Catedrales e iglesias

Son numerosas las iglesias de estas tierras que destacan tanto por su apariencia externa como por sus elementos interiores: las fachadas, los arcos, los rosetones, los vitrales, los retablos y los detalles decorativos, que se esconden entre la arquitectura interior, conforman todo un mundo a descubrir por el visitante observador. El ejemplo más destacado es la Catedral de Santa Maria, de Tortosa, construida entre los siglos XIV y XVIII, y que conserva en buena parte el estilo gótico original, pero con la fachada y las principales capillas barrocas. También destacan los retablos de los s. XIV y XV, y el coro renacentista. Entre las iglesias, destacan, por orden cronológico, la iglesia medieval de la Palma d'Ebre, la iglesia archiprestal de Gandesa, con portal también románico, la iglesia gótica de Horta de Sant Joan o la de Sant Lluc d'Ulldecona, y la iglesia renacentista de Miravet, entre otras.
Conventos

Los conventos empiezan a aparecer en el territorio ebrense con la repoblación, hacia el siglo XII. El convento de Sant Salvador o de la virgen de los Ángeles, en Horta de Sant Joan, es uno de los primeros ejemplos. Construido por los Templarios en el s. XIII y ampliado por los Hospitalarios en el s. XIV, también recibió la huella constructiva de los Franciscanos. También medieval, el Convento de Santa Clara de Tortosa destaca por su claustro gótico, del s. XIII. Más posteriores, en Ulldecona encontramos el convento de las Monjas Agustinas fundado en 1724 por la Orden del Hospital, pero con una iglesia de finales del s. XIX. Actualmente hay una comunidad de monjas de clausura, pero las guerras han acabado con las imágenes y archivos originales. También de finales de s. XIX, en Móra d'Ebre, encontramos el convento de las Mínimas.
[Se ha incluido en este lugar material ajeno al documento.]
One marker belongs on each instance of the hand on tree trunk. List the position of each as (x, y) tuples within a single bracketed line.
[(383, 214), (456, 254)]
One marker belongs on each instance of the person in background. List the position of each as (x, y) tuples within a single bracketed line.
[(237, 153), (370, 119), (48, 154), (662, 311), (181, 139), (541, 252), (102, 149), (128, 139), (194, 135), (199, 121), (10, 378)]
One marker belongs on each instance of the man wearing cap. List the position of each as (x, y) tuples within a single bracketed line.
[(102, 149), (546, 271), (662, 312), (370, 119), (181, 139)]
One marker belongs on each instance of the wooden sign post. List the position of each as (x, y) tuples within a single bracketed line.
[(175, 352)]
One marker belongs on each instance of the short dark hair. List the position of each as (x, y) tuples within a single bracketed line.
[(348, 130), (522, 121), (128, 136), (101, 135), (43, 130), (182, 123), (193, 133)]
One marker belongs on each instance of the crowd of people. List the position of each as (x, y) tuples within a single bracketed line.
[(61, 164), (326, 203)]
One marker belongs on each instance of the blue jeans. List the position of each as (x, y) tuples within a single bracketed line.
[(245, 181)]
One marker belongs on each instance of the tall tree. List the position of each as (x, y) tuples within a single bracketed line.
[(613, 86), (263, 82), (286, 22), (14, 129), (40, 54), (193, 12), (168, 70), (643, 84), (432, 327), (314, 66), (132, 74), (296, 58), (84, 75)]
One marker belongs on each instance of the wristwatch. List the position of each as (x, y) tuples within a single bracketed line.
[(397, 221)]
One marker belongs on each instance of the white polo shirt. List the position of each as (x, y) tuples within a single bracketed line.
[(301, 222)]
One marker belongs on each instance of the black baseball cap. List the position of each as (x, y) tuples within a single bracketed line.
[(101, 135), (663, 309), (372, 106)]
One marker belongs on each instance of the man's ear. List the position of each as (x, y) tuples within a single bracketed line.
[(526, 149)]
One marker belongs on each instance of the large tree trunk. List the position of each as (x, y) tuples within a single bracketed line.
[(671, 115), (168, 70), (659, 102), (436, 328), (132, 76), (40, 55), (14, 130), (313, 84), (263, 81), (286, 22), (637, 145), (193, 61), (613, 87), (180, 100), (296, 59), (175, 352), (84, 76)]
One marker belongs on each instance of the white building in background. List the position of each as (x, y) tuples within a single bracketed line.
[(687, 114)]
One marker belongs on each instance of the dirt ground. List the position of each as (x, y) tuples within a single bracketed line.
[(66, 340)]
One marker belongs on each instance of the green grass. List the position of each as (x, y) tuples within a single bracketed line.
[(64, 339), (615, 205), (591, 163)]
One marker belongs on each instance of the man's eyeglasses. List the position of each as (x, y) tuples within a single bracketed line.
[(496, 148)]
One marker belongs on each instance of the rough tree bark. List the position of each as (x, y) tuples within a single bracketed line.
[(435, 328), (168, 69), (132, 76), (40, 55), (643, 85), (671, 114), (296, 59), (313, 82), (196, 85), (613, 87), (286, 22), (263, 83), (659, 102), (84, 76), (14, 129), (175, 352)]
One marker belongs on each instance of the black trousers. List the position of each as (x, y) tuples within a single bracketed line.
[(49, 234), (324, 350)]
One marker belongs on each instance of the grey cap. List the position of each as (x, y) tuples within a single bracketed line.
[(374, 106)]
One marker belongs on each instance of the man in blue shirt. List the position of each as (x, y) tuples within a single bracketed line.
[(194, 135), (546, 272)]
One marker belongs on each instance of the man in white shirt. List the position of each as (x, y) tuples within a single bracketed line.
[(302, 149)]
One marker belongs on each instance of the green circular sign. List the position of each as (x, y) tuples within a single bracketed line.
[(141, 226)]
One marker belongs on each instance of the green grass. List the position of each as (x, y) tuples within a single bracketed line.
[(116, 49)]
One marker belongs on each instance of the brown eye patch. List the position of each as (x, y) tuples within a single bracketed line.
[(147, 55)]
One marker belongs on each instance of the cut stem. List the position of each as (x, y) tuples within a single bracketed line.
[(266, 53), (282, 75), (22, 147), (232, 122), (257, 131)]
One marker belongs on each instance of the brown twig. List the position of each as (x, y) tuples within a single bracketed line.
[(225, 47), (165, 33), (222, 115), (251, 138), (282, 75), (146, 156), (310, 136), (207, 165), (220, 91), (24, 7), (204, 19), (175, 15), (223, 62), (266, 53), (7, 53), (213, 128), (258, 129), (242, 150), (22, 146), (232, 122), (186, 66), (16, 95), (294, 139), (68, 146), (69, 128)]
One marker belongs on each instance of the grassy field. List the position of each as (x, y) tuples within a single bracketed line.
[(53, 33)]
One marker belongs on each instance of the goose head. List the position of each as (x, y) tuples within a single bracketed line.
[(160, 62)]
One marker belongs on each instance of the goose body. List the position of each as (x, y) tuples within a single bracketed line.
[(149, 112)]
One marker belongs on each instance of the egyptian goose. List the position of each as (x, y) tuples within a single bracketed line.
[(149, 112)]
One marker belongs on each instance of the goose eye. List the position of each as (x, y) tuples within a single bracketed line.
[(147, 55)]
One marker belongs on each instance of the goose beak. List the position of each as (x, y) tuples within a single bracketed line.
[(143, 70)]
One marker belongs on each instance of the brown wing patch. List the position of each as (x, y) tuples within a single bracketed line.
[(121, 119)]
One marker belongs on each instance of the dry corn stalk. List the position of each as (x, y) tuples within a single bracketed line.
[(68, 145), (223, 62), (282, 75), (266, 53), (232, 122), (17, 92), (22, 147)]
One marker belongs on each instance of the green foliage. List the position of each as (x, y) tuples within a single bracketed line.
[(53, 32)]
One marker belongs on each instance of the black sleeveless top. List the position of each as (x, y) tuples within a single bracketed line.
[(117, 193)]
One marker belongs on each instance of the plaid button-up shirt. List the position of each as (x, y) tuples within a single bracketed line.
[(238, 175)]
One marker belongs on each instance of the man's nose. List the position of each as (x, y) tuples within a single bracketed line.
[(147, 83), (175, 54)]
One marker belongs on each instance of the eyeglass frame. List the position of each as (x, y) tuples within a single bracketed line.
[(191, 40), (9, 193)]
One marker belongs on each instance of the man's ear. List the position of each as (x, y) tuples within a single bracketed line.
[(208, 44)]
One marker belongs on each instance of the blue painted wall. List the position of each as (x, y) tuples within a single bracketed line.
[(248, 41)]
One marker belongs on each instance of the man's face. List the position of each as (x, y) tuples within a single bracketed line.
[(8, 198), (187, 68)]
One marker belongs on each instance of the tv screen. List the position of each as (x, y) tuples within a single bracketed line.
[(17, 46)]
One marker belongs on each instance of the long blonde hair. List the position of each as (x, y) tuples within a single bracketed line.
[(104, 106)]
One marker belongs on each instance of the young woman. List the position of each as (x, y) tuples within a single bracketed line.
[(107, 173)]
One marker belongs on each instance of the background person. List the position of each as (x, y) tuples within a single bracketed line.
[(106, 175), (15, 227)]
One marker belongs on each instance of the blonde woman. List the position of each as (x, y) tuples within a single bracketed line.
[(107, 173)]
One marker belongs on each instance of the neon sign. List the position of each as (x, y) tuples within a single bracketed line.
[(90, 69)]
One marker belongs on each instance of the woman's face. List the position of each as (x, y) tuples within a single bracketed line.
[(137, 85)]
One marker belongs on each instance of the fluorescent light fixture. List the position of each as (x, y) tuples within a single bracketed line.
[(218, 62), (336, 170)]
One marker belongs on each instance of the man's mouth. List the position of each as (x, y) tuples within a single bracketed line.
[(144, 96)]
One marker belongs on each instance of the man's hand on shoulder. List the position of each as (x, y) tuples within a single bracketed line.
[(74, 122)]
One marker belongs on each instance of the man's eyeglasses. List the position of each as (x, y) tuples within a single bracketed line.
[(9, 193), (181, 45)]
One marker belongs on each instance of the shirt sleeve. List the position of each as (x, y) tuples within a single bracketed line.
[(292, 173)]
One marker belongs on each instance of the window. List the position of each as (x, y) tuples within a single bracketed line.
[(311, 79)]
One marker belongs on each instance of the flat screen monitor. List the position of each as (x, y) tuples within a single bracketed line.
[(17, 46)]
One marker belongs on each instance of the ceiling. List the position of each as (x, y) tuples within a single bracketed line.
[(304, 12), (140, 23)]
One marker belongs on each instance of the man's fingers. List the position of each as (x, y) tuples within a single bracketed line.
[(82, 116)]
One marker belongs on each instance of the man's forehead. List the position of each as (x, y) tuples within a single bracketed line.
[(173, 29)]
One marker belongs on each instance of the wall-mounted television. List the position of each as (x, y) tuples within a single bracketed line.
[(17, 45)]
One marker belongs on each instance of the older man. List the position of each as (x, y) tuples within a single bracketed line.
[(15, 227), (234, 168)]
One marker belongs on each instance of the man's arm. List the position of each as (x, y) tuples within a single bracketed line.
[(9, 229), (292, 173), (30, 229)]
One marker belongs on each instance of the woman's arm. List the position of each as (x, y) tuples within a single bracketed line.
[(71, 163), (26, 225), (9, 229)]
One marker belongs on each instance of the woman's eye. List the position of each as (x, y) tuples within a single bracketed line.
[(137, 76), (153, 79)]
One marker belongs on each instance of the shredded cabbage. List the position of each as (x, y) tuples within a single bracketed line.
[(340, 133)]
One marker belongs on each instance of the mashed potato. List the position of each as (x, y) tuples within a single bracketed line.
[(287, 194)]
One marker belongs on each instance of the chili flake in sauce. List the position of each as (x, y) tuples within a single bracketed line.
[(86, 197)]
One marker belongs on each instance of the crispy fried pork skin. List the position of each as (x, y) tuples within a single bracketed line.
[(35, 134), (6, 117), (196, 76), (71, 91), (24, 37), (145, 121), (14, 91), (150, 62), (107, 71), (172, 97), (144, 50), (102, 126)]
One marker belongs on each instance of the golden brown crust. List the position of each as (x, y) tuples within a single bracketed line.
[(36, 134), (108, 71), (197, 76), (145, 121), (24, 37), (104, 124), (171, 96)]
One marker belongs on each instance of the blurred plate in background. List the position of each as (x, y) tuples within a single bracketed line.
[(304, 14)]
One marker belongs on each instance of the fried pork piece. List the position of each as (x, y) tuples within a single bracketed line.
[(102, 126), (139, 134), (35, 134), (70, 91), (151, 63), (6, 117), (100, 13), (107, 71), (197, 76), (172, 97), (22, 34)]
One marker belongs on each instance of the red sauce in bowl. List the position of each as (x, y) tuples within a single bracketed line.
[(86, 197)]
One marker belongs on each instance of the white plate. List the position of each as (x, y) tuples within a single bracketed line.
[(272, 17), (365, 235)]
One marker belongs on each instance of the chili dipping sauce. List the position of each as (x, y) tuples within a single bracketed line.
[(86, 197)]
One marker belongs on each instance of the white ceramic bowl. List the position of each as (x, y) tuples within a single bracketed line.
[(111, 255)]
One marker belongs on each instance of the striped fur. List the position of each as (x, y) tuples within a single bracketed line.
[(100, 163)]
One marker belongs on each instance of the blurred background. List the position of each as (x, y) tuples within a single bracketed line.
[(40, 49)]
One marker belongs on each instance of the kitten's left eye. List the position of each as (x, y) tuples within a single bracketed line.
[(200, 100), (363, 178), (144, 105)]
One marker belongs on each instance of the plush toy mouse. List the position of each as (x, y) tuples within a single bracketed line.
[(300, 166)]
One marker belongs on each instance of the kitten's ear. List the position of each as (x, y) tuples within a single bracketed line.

El ejemplo más tardío, sin embargo, es en Vinebre. El Convento o Colegio de las Teresianas, de estilo modernista, fue construido en 1904 por el arquitecto Bernat Martorell, discípulo de Gaudí.
Ermitas y Santuarios

Las ermitas y santuarios aparecen diseminadas por las afueras de las poblaciones o, en ocasiones, a unos cuantos kilómetros de distancia. Antiguamente, eran importantes centros de devoción popular, y se celebraban romerías y fiestas que, en algunos casos, congregaban gente de diversas localidades. Actualmente, todavía se celebran algunas de estas fiestas populares, sea porque se han mantenido o porque se han reinstaurado recientemente. Uno de los mejores ejemplos es el santuario de la Fontcalda, en Gandesa, antiguo balneario que se hizo famoso por el carácter medicinal de las aguas que brotan. La ermita de la Virgen de la Piedad, en Ulldecona, el santuario del Remedio, en Alcanar, San Roque, en Paüls, o la ermita de la virgen, en la Aldea, son algunos de los numerosos ejemplos que podemos encontrar.